Appalling Farrago

A blog about stuff

The Real Story Behind Story Points
27 Aug 2018

This article was originally posted on the thoughtbot blog here

We’ve previously written about estimates when it comes to Why Fixed Bids Are Bad. Today, we’d like to talk about a tool used for estimating that we’ve had little success with.

Story points have become bog standard in our industry to the extent that some teams forget to consider alternatives. The purpose of this post is to discuss the problems story pointing fails to solve and discuss an alternative approach.

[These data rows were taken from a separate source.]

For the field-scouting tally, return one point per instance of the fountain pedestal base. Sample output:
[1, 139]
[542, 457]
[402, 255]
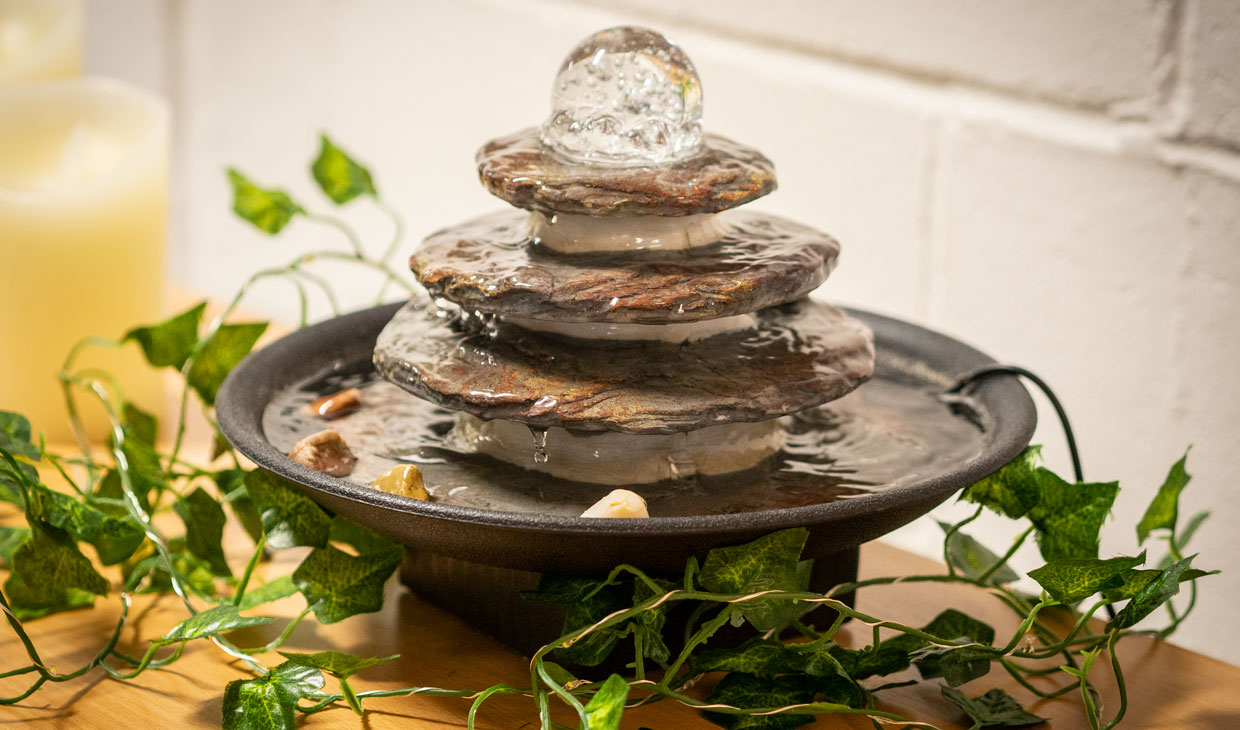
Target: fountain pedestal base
[489, 598]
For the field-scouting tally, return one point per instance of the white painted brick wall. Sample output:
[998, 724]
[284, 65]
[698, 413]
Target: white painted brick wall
[1086, 52]
[1055, 182]
[1212, 71]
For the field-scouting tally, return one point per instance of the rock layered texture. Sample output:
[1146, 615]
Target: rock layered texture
[490, 265]
[801, 355]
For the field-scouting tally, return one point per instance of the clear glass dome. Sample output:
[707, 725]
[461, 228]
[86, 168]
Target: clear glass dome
[625, 96]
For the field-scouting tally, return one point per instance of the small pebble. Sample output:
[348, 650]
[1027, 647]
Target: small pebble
[404, 481]
[336, 404]
[325, 451]
[619, 503]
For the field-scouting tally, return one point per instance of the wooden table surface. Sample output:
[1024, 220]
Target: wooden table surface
[1168, 687]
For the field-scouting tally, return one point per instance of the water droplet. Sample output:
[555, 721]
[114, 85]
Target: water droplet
[625, 96]
[540, 444]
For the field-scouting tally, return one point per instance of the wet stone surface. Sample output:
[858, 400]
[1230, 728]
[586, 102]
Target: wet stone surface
[525, 172]
[490, 265]
[801, 355]
[889, 433]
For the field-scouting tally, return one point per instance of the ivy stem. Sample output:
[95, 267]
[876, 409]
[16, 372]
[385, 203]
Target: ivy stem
[249, 569]
[279, 640]
[951, 532]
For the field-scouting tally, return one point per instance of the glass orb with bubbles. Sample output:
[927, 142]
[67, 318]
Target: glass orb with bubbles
[625, 96]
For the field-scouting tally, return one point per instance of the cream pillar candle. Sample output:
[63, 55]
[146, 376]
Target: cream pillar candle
[83, 187]
[40, 40]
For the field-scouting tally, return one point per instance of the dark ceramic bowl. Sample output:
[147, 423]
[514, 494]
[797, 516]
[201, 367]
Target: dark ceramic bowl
[575, 545]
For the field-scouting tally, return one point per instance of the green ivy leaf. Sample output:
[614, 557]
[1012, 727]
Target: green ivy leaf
[972, 559]
[1133, 581]
[169, 343]
[13, 479]
[10, 539]
[232, 483]
[1164, 507]
[15, 435]
[1070, 516]
[872, 661]
[268, 210]
[950, 625]
[649, 625]
[298, 678]
[280, 588]
[268, 702]
[1153, 594]
[604, 709]
[749, 692]
[221, 355]
[595, 646]
[1080, 578]
[51, 567]
[29, 602]
[339, 176]
[559, 674]
[195, 571]
[766, 657]
[139, 424]
[210, 622]
[1013, 490]
[339, 664]
[993, 709]
[289, 517]
[113, 538]
[955, 664]
[339, 585]
[769, 563]
[203, 529]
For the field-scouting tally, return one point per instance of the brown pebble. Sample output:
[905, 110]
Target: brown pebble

Predicting When a Large Body of Work Will Ship

The idea is compelling. Break up the larger body of work into the smallest achievable parts, estimate how long each part will take and the total of those estimates reveals when the work will ship.

Science!

This only works with the following assumptions:

  • You know how to break up the work.
  • You know how long the pieces of work will take.
  • The product priorities will not change while delivering this work.
  • It’s more important to know when a feature will ship vs concentrating on shipping the most valuable version of the feature.

Given all the above assumptions, it’s unlikely you can predict a larger body of work with story pointing alone.

An alternative is to start predicting the larger body of work in its entirety and checking in every week. We’ve personally found success with this approach. It forces a re-evaluation of the work each week and allows the team to have meaningful conversations around deadlines, scope and specific technical challenges. These predictions are subject to change and teams are not pressured to give a prediction for work that isn’t predictable e.g. using a new technology.

NOTE: We know in theory story points are an iterative process. In practice, every project we have seen with story points has pointed once and not adjusted later. There have even been times when we’ve acknowledged that work was far more complex than initially anticipated, but the story kept the original estimate anyway. These skills are difficult to master, and the main problem is that simply adding story points gives the impression that estimating is easy!

Tracking Team Velocity and Accountability

Again, on paper, using story points appears to make sense. We would like to have a reliable indicator of the team’s productivity. Measuring productivity allows us to react to impediments before everything grinds to a halt or celebrate increases in productivity and iterate on keeping the team productive.

Unfortunately, this approach suffers from the same fundamental failings as above, in addition to:

  • You accurately predicted the “point” cost of the work done.
  • You update point cost when the prediction turns out to be inaccurate.
  • You never spread work between sprints. (e.g. a ticket’s points are allocated to one sprint but the ticket spanned two or three sprints.)

Story points are often an unreliable data source as the points were collected at a time when the team knows the least about the work. A more accurate picture of the team’s velocity can be derived from daily stand-ups and sprint retros. Each day is an opportunity to know more about the task at hand and provide a more informed estimate regarding how much time the task requires.

In regards to accountability, we should strive to increase communication to ensure no one is feeling unproductive. Reducing team members to the number of points they can achieve in a sprint can be demoralizing. It’s also not a full representation of the individual’s contributions to the team.

It’s worth mentioning that we have seen story points work well when velocity is being used solely by the team of developers and designers to predict how much work they can complete in an iteration. If anyone outside of the team is tracking these numbers it tends to lead to gamification of the system.

Remaining Transparent

Referencing story points when communicating about a feature adds another dimension to the conversation. This introduces what others may see as a barrier to understanding the development team’s process.

An alternative is to use a metric everyone understands. If an interested party wants to discuss a feature, discuss the work in terms everyone understands, like time. If the interested party would like additional visibility into the process, invite them to stand-ups, retros, and sprint demos.

Prioritizing Features

Discussing the effort required to complete a particular story and assigning story points does have the benefit of highlighting which tickets are believed to be “low effort”. Combining this information with the knowledge of which work is most valuable helps the team identify the work that will provide the most “bang for their buck”.

Alternatively, assigning story points is not a requirement to effectively prioritize features. Try prioritizing stories without story points. This may lead to shorter meetings while continuing to surface the work that delivers the most value to users.

Evaluating the Process

All process has a cost. Are you getting enough benefit for what you’re paying? If you’re getting your whole team together into a room for 30 minutes to an hour each week to put arbitrary numbers on tickets that almost never match the actual time it takes to complete those tasks, maybe consider killing that meeting. Too many times we have seen companies take on the process of story pointing without gaining anything except lost time and mismatched expectations.

In our opinion, story pointing also pushes against recognizing work that no longer adds value. Once a story has been assigned points, the sunk cost fallacy makes it difficult for a team to ask “could we avoid building this”? The story is also rarely revisited, regardless of how the system has changed.

If you find yourself in the situation where story pointing isn’t working for your team, that’s okay. Have the courage to try something else. The goal is to ship working software, not to collect the most points.